How state court clerkship opportunities affect legal employment

California state courts do not offer clerkships to new law school graduates. And that decision affects the employment outcomes of graduates of California law schools.

Federal clerkships have been examined at great length (here and elsewhere). State court clerkships, however, remained relatively underexamined. And they are a source of significant volatility in comparing employment outcomes of graduates.

It's a crude general statement to say that law students tend to practice in the state in which their law school is located. I looked at how many law school graduates came from each state's law schools in 2013. (Alaska has no law school.) I then looked at how many of those graduates obtained state court clerkships in the reported ABA employment statistics. Lacking more granular data, it was a rough proxy--graduates, after all, may clerk in another state rather than the state of their law school. (For more details, see the bottom of this post.)

Here's a map (courtesy of Choropleth.us) of how many law school graduates from each state's law schools obtained state court clerkships, with figures in a table below:

See this content in the original post

For most of the top few states (e.g., Hawaii, Montana, Nevada, North Dakota, and South Dakota) have similar characteristics: one in-state school, a relatively insular market, and small law schools. Those schools each send a handful of their graduates to clerk in their states' courts--at least, it's probably a good guess, despite the lack of more granular data, that they're clerking in their home state.

A state like New Jersey is an anomaly. It has a robust state court clerkships system designed specifically for recent law graduates. Its website boasts 480 one-year positions. So it's probably no surprise that New Jersey-based law schools channel an extremely high number of graduates into state court clerkships.
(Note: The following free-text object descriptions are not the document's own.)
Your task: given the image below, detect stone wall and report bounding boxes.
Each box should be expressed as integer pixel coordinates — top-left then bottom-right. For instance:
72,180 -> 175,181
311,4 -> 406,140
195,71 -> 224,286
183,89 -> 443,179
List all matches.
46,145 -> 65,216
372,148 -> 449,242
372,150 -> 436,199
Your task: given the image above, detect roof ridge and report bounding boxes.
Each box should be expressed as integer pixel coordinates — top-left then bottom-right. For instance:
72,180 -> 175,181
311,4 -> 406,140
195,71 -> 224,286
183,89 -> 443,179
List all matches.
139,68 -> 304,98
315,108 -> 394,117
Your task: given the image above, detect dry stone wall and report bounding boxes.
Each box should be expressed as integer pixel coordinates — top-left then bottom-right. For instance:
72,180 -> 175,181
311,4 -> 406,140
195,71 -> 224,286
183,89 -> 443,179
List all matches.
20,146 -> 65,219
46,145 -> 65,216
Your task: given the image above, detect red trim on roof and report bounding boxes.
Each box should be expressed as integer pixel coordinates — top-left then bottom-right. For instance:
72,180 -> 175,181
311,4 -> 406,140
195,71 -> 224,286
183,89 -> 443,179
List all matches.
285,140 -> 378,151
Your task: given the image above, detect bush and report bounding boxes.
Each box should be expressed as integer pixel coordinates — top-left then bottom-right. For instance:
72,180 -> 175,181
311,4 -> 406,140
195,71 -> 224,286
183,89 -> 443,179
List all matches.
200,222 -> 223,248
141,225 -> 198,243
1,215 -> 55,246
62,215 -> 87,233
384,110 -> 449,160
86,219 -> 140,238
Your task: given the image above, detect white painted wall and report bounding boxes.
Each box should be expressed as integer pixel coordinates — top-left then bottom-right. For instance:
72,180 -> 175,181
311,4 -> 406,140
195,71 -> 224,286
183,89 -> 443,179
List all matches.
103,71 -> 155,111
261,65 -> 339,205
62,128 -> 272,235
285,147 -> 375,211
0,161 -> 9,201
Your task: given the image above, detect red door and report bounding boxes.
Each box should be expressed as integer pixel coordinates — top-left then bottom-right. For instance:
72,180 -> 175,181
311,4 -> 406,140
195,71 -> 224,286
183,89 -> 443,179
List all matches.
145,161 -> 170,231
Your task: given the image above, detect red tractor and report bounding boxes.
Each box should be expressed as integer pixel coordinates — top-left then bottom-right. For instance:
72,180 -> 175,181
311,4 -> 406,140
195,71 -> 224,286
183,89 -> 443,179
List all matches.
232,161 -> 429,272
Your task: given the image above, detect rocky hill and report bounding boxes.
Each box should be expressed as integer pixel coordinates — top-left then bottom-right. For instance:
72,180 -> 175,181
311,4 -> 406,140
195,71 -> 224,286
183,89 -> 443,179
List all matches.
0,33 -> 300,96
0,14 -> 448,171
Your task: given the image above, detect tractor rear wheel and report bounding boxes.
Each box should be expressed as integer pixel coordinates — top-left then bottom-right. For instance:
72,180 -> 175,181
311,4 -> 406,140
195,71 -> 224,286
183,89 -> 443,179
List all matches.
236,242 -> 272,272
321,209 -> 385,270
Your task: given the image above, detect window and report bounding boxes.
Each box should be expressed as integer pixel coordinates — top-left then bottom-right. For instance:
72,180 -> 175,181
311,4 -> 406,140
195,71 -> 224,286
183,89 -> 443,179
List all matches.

Other states are not so fortunate--California among them, as it sits near the bottom of the list.

Here are the numbers as a percentage of full-time, long-term, bar passage-required jobs. (As a note, even though these positions are often only one year, they are still considered "long-term.")

See this content in the original post

Now, of course, if California courts began offering robust clerkships opportunities for graduates, it might simply be that graduates who otherwise would have pursued other job opportunities would instead take a state court clerkship first. But, this data, I think, does show that regional employment opportunities greatly affect the short-term legal employment outcomes of graduates. (And I imagine many will draw a variety of conclusions from this data--but, the primary purpose of this post is to provide the data.)

Methodology note: A few schools do distort the picture for a few states (like Yale in Connecticut sends relatively few of its graduates into state court clerkships). So I thought I might define each school's "home market" as the state where the school sent the largest percentage of its graduates. The only schools that had a percentage difference of at least one-half of one percentage point were Pennsylvania, Kentucky, North Carolina, and Connecticut--and the greatest of these was Connecticut at a 2.6-point difference. These were too small for me to decide to use this metric--particularly because the state where the school sends the largest percentage of its students may change from year to year, which would make future comparisons across years more difficult. As the methodology only examines graduates from each state's schools, Alaska lists zero, but it has does offer state clerkships.